FL Insider Form 4: DSUs/RSUs Converted at $24 Per Share in DICK'S Merger
Rhea-AI Filing Summary
Ulice Payne Jr., a Foot Locker director, reported changes in his Foot Locker (FL) holdings related to a merger with DICK'S Sporting Goods. On 09/08/2025 the Issuer became a wholly owned subsidiary of DICK'S pursuant to a Merger Agreement dated 05/15/2025. At the Effective Time, outstanding deferred stock units (DSUs) were cancelled and converted into the right to receive $24.00 per share equivalent, and time-based restricted stock units (RSUs) held by non-employee directors were cancelled and converted into the right to receive $24.00 per share equivalent. Each outstanding Foot Locker common share was converted into either $24.00 in cash or 0.1168 shares of DICK'S common stock at the holder's election, with fractional shares paid in cash. The Form 4 shows dispositions reflecting those conversions and related cancellations.
Positive
- Merger completed making Foot Locker a wholly owned subsidiary of DICK'S Sporting Goods, providing a definitive transaction outcome
- Fixed cash consideration of $24.00 per share for holders electing cash provides clear, immediate value
- Stock election available at an exchange ratio of 0.1168 DICK'S shares per Foot Locker share, allowing continued equity exposure
Negative
- Director's Foot Locker equity awards (DSUs and RSUs) were cancelled and converted into cash rights, removing those legacy equity interests
- Reporting person’s common stock position was reduced to zero following the conversion/dispositions reported on the Form 4
Insights
TL;DR: A completed acquisition converted Foot Locker equity into $24.00 cash or DICK'S stock at 0.1168 share ratio, materially changing insider holdings.
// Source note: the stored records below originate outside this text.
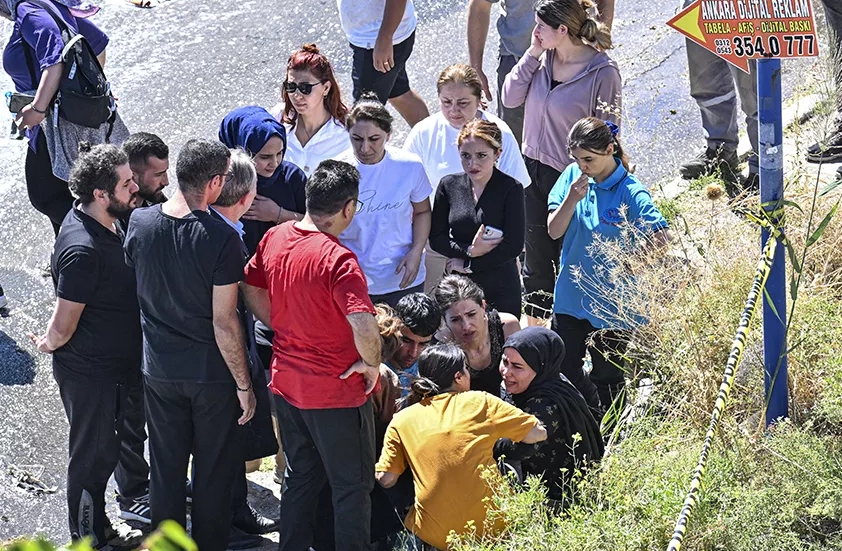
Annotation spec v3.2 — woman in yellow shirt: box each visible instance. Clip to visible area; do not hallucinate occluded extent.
[375,344,547,549]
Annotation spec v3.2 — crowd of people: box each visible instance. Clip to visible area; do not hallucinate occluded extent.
[0,0,842,551]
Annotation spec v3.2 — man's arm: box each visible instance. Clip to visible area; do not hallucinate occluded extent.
[213,283,255,425]
[468,0,492,101]
[345,312,381,368]
[373,0,407,73]
[339,312,382,394]
[29,298,85,354]
[374,472,398,488]
[240,283,272,327]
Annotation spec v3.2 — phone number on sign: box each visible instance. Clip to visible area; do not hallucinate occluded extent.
[713,34,816,57]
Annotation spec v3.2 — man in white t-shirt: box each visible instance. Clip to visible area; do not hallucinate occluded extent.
[336,0,430,126]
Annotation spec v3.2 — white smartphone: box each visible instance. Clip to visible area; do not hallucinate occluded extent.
[482,226,503,239]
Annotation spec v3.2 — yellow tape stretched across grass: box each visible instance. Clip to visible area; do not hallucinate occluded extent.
[667,212,781,551]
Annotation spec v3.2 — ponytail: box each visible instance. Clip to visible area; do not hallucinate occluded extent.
[578,16,614,51]
[567,117,630,171]
[406,377,441,406]
[407,344,468,405]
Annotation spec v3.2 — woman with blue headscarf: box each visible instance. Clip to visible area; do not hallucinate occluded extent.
[219,105,307,254]
[219,105,307,483]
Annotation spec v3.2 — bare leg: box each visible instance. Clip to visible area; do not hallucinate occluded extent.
[389,90,430,126]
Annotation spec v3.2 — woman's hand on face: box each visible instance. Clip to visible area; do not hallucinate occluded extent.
[444,258,471,274]
[564,174,590,204]
[526,25,544,59]
[15,103,46,128]
[395,249,424,289]
[471,224,503,257]
[243,195,281,222]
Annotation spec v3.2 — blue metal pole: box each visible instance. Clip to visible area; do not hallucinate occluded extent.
[757,59,789,426]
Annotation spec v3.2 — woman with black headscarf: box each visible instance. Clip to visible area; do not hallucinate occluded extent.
[494,327,605,500]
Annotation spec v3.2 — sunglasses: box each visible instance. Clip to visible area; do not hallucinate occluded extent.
[284,80,327,96]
The Form 4 documents the mechanical effects of the Merger: cancellation and cash settlement of DSUs and RSUs at $24.00 per underlying share and conversion of outstanding common shares into either $24.00 cash or 0.1168 Parent shares. For valuation, the fixed cash consideration provides immediate realized value to holders who elected cash, while the stock election creates exposure to Parent via the 0.1168 exchange ratio. Reported disposals reflect these contractually required conversions rather than voluntary open-market sales.
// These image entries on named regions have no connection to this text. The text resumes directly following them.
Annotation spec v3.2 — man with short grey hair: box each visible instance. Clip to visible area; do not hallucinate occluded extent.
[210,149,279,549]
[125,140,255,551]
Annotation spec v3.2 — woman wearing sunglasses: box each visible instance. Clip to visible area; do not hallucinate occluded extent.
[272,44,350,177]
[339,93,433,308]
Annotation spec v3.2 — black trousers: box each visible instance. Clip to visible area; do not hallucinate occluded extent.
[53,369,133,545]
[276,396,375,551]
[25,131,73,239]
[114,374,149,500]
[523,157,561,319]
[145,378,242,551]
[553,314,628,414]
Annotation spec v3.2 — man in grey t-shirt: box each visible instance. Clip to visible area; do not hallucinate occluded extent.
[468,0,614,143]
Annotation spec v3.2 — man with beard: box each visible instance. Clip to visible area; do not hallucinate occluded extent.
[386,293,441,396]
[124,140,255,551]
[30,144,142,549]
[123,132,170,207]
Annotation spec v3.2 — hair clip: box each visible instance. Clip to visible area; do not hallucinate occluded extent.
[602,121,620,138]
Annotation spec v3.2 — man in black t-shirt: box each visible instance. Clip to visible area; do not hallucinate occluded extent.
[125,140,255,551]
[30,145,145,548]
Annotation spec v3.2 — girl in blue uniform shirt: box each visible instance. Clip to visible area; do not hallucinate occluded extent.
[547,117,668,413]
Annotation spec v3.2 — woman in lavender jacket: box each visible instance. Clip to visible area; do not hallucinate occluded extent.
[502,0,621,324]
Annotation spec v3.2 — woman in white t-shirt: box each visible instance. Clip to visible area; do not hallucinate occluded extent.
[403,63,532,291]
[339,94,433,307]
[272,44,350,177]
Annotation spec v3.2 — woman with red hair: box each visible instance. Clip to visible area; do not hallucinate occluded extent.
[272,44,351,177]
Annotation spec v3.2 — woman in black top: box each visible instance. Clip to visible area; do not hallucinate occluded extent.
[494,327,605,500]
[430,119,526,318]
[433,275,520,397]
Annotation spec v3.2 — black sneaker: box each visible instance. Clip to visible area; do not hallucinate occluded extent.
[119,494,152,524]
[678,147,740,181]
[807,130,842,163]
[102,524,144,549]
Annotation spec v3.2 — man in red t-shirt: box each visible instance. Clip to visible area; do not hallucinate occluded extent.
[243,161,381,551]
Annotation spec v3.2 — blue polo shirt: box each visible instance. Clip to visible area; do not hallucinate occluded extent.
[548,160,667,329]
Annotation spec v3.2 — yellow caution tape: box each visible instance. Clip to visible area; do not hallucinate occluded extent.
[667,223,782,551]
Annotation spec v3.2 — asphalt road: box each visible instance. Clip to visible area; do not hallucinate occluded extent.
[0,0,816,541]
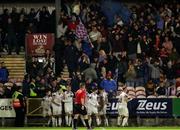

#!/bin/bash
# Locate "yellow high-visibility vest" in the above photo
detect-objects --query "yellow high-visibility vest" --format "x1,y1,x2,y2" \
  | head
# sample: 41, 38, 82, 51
30, 83, 37, 97
12, 91, 22, 108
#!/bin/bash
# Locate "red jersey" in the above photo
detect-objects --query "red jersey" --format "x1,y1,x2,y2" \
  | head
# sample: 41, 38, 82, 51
75, 89, 86, 105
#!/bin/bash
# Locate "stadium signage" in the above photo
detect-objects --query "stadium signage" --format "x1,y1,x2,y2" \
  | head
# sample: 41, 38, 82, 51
26, 33, 54, 57
0, 99, 16, 117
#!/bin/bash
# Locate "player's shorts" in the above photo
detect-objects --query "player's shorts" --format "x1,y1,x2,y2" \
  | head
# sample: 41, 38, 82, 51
118, 105, 129, 116
64, 103, 73, 114
99, 105, 107, 115
43, 108, 52, 117
73, 104, 87, 115
87, 105, 98, 115
52, 105, 62, 116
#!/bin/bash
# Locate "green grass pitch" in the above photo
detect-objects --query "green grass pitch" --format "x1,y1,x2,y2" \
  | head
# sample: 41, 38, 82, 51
0, 127, 180, 130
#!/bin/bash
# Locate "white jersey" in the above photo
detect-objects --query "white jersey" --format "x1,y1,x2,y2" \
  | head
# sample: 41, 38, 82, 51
118, 92, 128, 106
63, 91, 74, 114
41, 96, 52, 109
52, 92, 63, 107
64, 91, 74, 104
99, 91, 108, 115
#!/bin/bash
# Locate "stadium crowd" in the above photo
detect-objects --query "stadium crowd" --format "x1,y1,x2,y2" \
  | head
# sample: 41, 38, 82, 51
0, 1, 180, 98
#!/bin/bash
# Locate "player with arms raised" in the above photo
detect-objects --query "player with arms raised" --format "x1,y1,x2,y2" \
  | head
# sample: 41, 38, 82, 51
63, 86, 74, 126
117, 90, 129, 127
73, 83, 91, 130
TL;DR: Director-level equity awards and common shares were cancelled or converted under merger terms, aligning insider compensation with closing consideration.
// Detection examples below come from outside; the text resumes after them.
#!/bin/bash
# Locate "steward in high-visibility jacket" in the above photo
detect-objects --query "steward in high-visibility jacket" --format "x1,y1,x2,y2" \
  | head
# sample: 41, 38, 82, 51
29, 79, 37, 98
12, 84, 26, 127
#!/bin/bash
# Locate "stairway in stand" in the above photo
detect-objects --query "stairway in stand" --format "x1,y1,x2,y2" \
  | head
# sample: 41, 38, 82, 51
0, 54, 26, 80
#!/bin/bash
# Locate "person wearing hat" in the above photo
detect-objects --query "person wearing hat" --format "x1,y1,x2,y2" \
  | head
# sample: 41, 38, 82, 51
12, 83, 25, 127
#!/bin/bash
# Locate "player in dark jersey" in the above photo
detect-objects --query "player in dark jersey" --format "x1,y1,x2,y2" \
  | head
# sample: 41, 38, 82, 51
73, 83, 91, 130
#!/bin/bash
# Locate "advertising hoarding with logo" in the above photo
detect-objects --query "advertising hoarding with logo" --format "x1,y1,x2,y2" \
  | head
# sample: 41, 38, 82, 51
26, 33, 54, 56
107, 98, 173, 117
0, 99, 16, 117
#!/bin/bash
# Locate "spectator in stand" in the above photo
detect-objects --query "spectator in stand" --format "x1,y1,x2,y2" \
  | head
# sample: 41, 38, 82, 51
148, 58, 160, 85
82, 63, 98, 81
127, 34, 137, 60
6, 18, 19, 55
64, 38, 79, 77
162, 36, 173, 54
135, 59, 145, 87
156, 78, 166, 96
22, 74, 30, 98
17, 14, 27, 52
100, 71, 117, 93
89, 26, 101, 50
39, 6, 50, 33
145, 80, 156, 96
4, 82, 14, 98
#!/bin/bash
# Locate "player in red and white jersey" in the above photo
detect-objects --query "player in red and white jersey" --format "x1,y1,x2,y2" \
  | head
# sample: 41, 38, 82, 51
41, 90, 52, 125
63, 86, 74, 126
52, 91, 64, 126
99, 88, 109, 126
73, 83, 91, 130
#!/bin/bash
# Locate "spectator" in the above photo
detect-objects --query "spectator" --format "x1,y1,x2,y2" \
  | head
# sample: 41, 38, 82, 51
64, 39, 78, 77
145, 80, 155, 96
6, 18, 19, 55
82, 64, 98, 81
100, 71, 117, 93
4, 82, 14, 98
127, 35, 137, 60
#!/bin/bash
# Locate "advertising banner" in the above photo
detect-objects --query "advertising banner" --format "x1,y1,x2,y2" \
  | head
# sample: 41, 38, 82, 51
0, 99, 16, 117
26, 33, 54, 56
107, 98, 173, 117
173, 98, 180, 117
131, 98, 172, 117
The disclosure shows non-employee director awards (time-based RSUs) and deferred stock units were cancelled and converted into cash consideration per the Merger Agreement, consistent with typical change-in-control treatment. The Form 4 properly reports the cancellations, conversions, and resulting beneficial ownership changes for the reporting person. This is a routine but material corporate action that alters the composition of insider holdings and eliminates legacy equity positions in the issuer.